Setelah menaruh telepon seluler di kasur, aku kembali ke ruang depan. Dan disambut dengan salaman diiringi pelukan dan ucapan Selamat Tahun Baru dari semua penghuni kamar 30. Suasana kamar benar-benar penuh keceriaan.


Sambil membuka minuman kaleng pemberian sipir Almika, aku sampaikan kepada kawan-kawan yang ingin menghubungi keluarganya, silakan menggunakan hp-ku.

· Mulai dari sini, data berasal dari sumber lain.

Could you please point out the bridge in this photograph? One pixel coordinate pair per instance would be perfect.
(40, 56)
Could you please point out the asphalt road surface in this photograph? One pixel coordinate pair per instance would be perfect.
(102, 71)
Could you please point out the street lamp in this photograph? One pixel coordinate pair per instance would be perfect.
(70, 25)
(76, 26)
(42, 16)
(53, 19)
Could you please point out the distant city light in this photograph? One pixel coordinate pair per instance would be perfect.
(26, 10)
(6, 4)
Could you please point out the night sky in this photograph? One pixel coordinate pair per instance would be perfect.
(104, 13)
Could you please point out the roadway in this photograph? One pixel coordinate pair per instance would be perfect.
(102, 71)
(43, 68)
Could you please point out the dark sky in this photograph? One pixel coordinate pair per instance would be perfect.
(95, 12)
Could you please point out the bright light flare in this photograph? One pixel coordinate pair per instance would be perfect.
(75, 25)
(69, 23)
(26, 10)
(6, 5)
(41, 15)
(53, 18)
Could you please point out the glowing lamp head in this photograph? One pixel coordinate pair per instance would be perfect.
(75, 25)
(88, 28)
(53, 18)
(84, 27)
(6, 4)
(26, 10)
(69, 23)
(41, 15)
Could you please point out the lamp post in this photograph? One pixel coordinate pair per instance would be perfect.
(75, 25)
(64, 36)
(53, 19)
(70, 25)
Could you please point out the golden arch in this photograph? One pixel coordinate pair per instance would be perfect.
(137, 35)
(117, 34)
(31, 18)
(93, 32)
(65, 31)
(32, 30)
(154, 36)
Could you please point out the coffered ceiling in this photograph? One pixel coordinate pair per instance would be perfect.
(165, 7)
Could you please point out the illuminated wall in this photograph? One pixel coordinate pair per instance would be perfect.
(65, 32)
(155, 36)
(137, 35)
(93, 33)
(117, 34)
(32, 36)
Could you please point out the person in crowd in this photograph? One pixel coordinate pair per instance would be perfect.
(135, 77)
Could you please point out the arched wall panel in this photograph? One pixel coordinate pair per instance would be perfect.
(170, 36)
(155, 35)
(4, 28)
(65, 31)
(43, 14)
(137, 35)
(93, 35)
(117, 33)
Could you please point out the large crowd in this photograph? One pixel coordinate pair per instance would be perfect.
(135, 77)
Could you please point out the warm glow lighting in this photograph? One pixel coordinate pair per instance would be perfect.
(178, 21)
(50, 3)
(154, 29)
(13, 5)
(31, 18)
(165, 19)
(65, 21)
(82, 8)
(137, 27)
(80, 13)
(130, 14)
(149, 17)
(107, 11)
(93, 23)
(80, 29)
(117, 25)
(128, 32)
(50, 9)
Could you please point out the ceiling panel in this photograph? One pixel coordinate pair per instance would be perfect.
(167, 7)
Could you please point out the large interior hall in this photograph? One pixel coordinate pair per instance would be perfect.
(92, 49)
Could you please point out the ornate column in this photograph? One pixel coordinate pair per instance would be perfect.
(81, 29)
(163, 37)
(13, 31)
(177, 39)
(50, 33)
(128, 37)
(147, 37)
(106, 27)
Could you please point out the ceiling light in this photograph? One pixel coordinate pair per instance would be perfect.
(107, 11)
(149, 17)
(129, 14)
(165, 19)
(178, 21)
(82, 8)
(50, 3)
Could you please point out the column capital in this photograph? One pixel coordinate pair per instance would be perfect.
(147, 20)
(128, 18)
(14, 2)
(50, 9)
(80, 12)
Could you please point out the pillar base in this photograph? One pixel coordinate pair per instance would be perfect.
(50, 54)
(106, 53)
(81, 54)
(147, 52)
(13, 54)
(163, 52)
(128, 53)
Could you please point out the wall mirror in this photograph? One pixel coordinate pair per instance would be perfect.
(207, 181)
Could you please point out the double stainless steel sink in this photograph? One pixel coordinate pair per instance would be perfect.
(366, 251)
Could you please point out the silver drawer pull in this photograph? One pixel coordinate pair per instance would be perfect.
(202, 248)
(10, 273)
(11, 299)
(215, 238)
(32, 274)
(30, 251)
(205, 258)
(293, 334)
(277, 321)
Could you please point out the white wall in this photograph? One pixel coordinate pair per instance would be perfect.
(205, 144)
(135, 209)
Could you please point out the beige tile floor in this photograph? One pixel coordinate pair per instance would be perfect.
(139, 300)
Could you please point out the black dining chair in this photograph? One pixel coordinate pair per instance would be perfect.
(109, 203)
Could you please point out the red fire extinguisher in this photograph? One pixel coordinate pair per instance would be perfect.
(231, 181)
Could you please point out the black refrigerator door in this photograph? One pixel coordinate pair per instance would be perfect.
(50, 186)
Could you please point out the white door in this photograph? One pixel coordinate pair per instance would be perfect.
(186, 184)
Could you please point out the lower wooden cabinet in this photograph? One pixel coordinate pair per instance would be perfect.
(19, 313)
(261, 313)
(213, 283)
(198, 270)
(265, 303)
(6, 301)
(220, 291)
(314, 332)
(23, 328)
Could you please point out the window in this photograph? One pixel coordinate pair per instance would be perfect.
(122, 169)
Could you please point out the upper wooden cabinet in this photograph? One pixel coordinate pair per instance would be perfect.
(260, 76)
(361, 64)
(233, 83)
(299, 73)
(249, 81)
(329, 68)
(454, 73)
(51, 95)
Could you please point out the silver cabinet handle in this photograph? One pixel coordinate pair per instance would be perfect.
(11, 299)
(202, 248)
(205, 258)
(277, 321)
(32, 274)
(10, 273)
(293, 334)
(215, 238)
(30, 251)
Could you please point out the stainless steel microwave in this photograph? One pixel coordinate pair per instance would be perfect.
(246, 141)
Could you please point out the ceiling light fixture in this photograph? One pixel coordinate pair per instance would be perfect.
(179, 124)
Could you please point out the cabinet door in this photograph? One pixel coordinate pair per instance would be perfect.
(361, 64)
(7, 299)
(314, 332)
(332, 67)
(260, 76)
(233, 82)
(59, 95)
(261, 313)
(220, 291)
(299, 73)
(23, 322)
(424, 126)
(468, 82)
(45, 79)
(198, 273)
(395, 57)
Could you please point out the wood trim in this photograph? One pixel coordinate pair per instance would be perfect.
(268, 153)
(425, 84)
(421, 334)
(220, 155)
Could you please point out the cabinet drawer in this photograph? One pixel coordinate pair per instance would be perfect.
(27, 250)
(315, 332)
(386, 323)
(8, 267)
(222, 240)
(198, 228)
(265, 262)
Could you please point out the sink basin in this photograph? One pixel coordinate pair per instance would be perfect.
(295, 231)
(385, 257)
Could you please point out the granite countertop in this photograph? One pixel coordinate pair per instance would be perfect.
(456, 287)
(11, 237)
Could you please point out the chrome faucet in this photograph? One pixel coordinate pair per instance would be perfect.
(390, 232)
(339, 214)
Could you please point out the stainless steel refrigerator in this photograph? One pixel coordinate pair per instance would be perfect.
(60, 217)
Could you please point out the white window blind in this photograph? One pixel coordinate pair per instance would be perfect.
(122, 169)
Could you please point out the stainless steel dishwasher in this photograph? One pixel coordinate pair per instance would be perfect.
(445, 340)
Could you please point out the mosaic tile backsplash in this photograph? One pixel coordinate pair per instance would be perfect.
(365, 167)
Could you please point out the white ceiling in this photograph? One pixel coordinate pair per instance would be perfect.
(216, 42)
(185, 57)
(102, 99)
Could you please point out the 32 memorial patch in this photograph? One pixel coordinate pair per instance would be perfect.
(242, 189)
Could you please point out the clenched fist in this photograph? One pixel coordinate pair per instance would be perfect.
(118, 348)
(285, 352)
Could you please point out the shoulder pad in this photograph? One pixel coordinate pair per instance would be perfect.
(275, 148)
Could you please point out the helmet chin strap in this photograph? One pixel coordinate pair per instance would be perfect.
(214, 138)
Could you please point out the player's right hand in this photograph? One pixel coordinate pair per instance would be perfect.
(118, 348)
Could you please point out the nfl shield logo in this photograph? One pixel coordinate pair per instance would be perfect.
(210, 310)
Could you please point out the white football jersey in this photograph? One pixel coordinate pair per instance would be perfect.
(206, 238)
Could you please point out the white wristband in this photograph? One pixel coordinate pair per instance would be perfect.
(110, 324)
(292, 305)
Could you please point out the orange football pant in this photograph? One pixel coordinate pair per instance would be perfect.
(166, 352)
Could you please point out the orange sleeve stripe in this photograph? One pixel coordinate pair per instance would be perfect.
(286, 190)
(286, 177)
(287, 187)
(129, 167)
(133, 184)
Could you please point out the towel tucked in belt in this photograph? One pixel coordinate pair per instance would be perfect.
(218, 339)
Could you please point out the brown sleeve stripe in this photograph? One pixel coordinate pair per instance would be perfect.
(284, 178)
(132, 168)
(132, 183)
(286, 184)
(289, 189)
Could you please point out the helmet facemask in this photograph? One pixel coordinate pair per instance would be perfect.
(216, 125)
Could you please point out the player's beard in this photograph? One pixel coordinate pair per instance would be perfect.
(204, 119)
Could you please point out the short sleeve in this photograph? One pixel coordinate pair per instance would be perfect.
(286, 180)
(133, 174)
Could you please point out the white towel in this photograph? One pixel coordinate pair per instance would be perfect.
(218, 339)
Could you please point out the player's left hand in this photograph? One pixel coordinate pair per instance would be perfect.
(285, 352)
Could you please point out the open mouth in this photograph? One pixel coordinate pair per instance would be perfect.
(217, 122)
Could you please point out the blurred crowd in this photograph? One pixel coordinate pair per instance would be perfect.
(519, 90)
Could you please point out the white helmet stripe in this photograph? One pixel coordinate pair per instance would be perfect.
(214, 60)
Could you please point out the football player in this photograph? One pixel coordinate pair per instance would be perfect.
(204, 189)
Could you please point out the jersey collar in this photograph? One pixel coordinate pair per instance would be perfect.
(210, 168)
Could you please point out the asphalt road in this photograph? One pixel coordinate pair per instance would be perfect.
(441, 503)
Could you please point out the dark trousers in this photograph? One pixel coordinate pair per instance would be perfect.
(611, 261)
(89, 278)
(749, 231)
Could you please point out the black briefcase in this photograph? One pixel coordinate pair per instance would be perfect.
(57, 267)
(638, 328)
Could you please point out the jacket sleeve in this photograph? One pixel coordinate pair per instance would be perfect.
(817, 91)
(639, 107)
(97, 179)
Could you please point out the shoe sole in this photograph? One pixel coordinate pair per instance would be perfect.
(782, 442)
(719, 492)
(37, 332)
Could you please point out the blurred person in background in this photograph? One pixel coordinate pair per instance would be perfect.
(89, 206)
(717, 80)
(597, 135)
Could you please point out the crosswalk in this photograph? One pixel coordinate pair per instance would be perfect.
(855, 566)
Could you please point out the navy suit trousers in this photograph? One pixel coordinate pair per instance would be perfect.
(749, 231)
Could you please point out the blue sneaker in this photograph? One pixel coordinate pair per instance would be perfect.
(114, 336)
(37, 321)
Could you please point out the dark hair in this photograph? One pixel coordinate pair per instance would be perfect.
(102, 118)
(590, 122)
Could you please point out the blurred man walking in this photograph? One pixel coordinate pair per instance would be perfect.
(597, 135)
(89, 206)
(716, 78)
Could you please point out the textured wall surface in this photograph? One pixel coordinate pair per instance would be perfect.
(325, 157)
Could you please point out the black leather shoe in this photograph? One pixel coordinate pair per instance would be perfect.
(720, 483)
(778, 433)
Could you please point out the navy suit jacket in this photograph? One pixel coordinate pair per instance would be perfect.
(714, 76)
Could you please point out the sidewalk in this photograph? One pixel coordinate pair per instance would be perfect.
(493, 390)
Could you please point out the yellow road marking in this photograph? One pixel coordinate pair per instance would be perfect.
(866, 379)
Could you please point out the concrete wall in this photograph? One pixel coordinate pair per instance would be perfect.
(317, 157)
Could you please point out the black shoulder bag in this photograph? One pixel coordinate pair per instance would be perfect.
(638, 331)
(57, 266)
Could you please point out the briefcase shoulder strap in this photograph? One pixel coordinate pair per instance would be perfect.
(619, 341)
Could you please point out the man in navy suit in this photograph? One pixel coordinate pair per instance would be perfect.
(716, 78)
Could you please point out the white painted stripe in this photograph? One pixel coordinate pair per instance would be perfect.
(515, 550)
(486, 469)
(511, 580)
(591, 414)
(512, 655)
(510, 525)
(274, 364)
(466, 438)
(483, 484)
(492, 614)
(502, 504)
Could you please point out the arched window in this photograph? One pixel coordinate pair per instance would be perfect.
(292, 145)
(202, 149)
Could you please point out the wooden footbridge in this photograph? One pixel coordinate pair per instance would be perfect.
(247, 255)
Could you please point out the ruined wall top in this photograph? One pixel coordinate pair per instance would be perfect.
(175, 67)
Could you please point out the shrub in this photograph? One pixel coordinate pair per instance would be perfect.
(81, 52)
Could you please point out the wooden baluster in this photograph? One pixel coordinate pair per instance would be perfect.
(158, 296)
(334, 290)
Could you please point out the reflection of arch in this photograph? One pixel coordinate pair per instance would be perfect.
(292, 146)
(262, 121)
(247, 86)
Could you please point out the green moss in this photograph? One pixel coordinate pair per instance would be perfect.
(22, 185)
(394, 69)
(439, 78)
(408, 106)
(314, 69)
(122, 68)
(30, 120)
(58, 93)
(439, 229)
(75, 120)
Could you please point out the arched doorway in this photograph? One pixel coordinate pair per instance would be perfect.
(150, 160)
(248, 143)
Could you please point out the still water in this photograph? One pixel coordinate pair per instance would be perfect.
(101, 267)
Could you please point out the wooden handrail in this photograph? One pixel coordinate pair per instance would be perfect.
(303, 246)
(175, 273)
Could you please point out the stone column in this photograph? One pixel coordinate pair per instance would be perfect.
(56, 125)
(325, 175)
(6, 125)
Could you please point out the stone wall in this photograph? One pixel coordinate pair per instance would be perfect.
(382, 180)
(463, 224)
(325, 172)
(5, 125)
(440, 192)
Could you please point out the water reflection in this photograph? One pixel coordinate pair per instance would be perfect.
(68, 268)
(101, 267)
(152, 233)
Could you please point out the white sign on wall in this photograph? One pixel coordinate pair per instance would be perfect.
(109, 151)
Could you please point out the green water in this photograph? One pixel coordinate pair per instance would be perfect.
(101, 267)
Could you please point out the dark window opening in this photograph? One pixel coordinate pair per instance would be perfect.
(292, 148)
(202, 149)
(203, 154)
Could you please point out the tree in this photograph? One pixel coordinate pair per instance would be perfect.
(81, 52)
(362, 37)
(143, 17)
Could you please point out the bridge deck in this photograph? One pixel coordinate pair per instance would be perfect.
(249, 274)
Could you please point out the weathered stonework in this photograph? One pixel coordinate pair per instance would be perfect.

“Kap duluan, om. Baru nanti giliran. Yang tua-tua dulu, yang bujangan belakangan,” kata Anton, yang antusias dengan penyampaianku.


Kap Yasin bangkit dari tempat duduknya dan setelah meminta izin kepadaku, ia naik ke kasurku. Tidak lama kemudian, terdengar ia tengah berbicara dengan keluarganya.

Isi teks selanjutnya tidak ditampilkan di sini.